= Jane Lehr =

American electrical engineer

Jane M. Lehr is an American electrical engineer whose research concerns pulsed power, liquid dielectrics, and ultra-wideband transmission. She is a professor of electrical and computer engineering at the University of New Mexico, the former president of the IEEE Nuclear and Plasma Sciences Society, and a coauthor of the book Foundations of Pulsed Power Technology.

==Education and career==
Lehr majored in engineering physics at the Stevens Institute of Technology, where she graduated in 1985. She completed a Ph.D. in electrical engineering at New York University in 1996.

After working in industry, she became a research engineer for the Air Force Research Laboratory at Kirtland Air Force Base in Albuquerque, New Mexico from 1997 to 2002, and then a research physicist at the Sandia National Laboratories in Albuquerque from 2002 to 2013, associated with Sandia's Z Pulsed Power Facility. During this time, she was president of the IEEE Nuclear and Plasma Sciences Society for the 2007–2008 term.

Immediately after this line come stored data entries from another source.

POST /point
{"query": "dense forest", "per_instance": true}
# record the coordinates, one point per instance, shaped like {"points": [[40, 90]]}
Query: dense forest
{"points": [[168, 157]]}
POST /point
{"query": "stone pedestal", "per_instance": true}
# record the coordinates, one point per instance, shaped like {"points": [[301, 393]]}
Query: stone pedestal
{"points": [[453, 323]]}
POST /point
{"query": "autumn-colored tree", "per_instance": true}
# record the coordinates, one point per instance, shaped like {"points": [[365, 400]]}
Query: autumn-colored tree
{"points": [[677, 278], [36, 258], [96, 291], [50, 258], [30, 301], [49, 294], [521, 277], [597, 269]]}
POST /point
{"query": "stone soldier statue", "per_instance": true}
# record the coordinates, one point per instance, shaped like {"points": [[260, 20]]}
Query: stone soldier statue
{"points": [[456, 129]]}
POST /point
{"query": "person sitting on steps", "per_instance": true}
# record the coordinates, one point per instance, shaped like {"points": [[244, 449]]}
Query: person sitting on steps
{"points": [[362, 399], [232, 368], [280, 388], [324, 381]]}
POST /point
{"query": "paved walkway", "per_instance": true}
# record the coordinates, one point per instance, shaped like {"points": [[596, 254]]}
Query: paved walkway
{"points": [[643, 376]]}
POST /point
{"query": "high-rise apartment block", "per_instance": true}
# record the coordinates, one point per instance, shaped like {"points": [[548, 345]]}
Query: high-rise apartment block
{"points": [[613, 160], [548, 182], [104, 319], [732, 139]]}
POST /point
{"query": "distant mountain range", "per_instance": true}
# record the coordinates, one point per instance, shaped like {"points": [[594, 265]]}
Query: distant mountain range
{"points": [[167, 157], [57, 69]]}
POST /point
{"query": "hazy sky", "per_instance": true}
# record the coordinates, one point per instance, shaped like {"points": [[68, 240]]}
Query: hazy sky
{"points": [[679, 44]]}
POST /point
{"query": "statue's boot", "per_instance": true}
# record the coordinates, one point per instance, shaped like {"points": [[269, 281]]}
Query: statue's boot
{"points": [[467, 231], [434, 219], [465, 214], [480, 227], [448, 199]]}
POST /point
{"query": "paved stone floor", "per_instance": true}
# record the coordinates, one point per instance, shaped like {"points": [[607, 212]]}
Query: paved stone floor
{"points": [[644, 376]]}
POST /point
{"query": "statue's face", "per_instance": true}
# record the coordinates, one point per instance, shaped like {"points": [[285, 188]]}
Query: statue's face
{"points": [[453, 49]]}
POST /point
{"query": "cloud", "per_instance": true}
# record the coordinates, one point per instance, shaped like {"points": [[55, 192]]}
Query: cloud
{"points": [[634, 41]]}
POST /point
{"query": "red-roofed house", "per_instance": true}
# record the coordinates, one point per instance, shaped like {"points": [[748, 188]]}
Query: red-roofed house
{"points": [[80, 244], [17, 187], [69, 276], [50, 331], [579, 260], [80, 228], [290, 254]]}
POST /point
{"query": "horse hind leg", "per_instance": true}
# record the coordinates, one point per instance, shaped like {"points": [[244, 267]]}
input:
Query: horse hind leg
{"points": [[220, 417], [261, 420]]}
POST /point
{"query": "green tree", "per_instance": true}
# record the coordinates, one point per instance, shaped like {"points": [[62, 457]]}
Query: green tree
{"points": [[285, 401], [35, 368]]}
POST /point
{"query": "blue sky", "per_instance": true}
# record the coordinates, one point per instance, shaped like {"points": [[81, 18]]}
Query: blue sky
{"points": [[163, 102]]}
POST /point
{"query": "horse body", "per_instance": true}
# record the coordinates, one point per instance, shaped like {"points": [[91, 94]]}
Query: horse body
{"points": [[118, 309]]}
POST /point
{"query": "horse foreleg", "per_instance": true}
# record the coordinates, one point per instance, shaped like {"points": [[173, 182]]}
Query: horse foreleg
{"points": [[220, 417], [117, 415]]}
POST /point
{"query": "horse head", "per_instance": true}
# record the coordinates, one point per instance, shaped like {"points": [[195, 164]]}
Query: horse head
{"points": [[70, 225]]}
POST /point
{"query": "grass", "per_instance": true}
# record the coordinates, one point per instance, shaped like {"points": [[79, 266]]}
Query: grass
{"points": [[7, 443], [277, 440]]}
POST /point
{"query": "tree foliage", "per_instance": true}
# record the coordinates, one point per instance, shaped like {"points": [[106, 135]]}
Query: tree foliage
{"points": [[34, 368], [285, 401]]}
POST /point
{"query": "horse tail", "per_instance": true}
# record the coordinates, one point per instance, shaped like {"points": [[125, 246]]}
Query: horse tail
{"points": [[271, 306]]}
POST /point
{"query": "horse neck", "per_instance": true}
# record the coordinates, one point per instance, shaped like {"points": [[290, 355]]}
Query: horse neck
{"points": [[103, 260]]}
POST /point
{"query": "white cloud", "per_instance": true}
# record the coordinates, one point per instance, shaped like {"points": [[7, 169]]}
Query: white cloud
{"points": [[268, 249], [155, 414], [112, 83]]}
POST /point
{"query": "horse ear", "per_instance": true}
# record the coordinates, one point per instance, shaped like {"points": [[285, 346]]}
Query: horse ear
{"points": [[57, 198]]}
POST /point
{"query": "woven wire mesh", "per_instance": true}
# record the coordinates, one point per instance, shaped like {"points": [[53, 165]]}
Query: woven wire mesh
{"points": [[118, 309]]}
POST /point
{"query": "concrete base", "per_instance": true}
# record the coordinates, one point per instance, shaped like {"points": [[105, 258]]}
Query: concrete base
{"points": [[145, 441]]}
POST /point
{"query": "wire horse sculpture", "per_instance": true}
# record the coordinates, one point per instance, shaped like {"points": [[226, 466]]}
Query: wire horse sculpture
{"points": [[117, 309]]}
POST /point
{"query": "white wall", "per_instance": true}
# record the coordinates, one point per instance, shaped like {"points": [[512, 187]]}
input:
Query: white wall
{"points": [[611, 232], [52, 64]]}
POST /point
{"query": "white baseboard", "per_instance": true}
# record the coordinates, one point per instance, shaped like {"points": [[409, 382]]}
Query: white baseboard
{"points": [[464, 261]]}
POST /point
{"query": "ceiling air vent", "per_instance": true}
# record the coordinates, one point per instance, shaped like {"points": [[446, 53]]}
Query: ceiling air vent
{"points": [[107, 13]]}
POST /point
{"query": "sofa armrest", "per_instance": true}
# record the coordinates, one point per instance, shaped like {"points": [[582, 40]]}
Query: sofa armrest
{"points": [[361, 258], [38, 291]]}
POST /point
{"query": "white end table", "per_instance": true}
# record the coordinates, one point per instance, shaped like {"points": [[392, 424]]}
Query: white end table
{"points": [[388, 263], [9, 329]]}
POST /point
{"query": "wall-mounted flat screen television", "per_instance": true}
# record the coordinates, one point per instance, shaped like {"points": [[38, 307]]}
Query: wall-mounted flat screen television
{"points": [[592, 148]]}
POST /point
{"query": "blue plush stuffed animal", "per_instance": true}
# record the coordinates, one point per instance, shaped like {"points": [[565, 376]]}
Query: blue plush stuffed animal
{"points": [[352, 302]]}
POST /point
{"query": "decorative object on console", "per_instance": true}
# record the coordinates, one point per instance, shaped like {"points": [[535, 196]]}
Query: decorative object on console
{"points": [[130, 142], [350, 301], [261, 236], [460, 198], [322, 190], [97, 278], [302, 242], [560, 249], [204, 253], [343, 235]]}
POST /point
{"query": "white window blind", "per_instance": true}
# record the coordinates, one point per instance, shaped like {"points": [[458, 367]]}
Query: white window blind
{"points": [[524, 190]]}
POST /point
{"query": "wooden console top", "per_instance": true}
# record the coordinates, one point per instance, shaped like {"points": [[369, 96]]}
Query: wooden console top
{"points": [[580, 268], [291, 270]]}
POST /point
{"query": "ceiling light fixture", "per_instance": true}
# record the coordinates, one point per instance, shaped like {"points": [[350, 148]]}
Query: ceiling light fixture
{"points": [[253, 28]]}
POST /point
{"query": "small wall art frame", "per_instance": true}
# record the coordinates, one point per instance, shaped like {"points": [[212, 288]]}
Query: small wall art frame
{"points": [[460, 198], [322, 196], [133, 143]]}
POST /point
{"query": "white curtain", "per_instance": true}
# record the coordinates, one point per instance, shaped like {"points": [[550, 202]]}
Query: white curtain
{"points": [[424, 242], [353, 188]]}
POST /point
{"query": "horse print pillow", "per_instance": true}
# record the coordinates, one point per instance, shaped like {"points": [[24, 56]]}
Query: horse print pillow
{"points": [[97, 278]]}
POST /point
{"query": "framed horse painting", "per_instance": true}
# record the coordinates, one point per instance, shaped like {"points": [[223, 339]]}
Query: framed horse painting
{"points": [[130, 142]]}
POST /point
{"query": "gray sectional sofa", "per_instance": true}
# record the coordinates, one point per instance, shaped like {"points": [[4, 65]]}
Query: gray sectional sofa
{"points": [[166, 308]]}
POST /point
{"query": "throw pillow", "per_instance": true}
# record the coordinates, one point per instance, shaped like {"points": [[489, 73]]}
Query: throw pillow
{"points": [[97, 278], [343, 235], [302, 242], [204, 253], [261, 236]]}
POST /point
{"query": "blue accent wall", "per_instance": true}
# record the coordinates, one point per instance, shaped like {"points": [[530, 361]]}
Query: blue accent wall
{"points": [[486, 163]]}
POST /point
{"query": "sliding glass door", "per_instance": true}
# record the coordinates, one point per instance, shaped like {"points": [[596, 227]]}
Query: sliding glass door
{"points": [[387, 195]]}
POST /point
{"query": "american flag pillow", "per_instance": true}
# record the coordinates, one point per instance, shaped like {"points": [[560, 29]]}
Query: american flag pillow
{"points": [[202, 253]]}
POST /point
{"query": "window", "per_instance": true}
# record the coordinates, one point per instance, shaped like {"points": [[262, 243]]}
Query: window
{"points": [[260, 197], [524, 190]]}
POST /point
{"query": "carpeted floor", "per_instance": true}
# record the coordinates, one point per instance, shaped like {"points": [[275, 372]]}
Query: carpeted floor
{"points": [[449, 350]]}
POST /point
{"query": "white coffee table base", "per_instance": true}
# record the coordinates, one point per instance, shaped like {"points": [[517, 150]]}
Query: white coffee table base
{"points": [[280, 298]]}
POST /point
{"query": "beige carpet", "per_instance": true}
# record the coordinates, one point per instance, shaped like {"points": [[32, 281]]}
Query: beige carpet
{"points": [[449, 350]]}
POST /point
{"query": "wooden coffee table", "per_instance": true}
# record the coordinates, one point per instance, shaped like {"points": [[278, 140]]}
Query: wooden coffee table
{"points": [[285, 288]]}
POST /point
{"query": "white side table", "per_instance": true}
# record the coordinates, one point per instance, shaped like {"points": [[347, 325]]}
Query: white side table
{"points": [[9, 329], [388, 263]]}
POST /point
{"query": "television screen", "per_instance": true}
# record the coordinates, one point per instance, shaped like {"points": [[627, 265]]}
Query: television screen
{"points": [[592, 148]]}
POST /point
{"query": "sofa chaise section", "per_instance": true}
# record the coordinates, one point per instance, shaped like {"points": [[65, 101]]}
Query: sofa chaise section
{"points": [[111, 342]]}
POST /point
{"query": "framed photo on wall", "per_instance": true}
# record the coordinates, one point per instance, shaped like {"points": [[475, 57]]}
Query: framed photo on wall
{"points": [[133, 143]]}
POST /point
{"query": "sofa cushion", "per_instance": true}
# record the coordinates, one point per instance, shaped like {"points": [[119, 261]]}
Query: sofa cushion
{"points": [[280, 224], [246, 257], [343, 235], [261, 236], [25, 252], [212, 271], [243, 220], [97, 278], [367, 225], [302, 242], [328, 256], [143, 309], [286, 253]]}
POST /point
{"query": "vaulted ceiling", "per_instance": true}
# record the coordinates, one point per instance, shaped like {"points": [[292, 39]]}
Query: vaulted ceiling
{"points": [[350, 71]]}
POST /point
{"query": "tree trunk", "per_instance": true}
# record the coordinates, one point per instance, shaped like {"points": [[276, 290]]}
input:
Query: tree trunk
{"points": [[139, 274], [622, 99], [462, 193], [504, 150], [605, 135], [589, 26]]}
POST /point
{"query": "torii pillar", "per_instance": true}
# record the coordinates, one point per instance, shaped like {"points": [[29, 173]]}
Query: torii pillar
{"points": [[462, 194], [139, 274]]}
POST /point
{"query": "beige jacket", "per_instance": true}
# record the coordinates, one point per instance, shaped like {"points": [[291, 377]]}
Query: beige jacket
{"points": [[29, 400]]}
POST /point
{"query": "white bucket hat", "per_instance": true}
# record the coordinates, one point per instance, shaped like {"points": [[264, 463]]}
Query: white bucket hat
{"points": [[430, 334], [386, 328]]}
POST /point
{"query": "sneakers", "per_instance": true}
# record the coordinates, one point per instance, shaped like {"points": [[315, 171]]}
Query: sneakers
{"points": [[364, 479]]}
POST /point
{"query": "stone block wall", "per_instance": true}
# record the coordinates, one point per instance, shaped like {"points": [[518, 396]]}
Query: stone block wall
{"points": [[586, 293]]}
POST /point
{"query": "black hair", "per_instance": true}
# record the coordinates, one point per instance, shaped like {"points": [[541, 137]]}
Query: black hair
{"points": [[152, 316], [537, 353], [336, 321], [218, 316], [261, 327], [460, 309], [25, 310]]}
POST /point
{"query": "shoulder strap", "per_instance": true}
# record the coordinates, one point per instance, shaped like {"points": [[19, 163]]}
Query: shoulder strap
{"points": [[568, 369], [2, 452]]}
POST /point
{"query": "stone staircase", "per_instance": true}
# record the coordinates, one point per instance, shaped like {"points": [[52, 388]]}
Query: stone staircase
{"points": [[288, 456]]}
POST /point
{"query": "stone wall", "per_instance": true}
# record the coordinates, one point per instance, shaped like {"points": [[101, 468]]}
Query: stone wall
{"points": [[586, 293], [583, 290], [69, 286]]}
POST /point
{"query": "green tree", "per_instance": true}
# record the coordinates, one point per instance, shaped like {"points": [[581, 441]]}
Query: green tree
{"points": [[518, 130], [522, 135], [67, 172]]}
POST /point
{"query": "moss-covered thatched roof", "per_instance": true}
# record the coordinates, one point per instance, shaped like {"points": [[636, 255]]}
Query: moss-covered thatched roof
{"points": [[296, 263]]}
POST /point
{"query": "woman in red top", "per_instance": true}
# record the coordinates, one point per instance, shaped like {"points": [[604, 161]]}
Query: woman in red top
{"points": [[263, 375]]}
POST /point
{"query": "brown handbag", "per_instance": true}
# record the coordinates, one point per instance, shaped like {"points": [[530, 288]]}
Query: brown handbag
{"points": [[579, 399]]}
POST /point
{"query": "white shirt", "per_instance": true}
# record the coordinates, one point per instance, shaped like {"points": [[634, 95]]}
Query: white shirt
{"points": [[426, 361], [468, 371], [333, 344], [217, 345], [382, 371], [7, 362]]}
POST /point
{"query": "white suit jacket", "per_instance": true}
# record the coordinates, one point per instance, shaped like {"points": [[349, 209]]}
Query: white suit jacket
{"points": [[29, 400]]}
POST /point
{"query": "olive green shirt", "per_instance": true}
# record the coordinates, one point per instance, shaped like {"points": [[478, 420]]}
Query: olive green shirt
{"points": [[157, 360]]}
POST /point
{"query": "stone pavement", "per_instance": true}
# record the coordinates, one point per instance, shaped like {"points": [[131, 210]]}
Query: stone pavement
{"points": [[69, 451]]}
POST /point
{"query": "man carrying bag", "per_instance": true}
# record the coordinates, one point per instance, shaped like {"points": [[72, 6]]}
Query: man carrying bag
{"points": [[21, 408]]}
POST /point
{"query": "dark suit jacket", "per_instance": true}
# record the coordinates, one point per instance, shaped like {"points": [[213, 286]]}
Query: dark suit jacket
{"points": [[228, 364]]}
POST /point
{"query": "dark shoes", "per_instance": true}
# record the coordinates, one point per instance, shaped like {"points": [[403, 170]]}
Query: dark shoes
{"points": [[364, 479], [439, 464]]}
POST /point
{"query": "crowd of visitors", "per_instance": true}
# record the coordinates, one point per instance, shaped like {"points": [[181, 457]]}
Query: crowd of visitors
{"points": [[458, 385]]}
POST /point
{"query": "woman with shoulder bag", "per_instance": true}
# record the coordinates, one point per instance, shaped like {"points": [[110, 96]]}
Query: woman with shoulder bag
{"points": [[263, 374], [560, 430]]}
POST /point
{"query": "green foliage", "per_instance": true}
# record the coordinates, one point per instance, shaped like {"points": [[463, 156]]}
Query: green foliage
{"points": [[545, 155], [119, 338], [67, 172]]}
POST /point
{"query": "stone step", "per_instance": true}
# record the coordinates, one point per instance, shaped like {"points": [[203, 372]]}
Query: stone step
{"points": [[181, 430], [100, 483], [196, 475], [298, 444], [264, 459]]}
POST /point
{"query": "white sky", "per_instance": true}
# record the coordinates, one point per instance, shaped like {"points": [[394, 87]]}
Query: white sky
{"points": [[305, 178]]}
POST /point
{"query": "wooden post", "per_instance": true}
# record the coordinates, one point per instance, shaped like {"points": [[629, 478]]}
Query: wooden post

In 2013, she moved to the University of New Mexico as chair of the Department of Electrical & Computer Engineering.

==Book==
Lehr is a coauthor of the book Foundations of Pulsed Power Technology (with Pralhad Ron, Wiley and IEEE Press, 2018).

==Recognition==
Lehr was named an IEEE Fellow in 2008, "for contributions to high power switches for generating electromagnetic radiation". She is the 2015 recipient of the Richard F. Shea Distinguished Member Award of the IEEE Nuclear and Plasma Sciences Society, given to her "for outstanding contributions to the leadership of the IEEE Nuclear and Plasma Sciences Society and the IEEE NPSS Pulsed Power Science and Technology Technical Committee".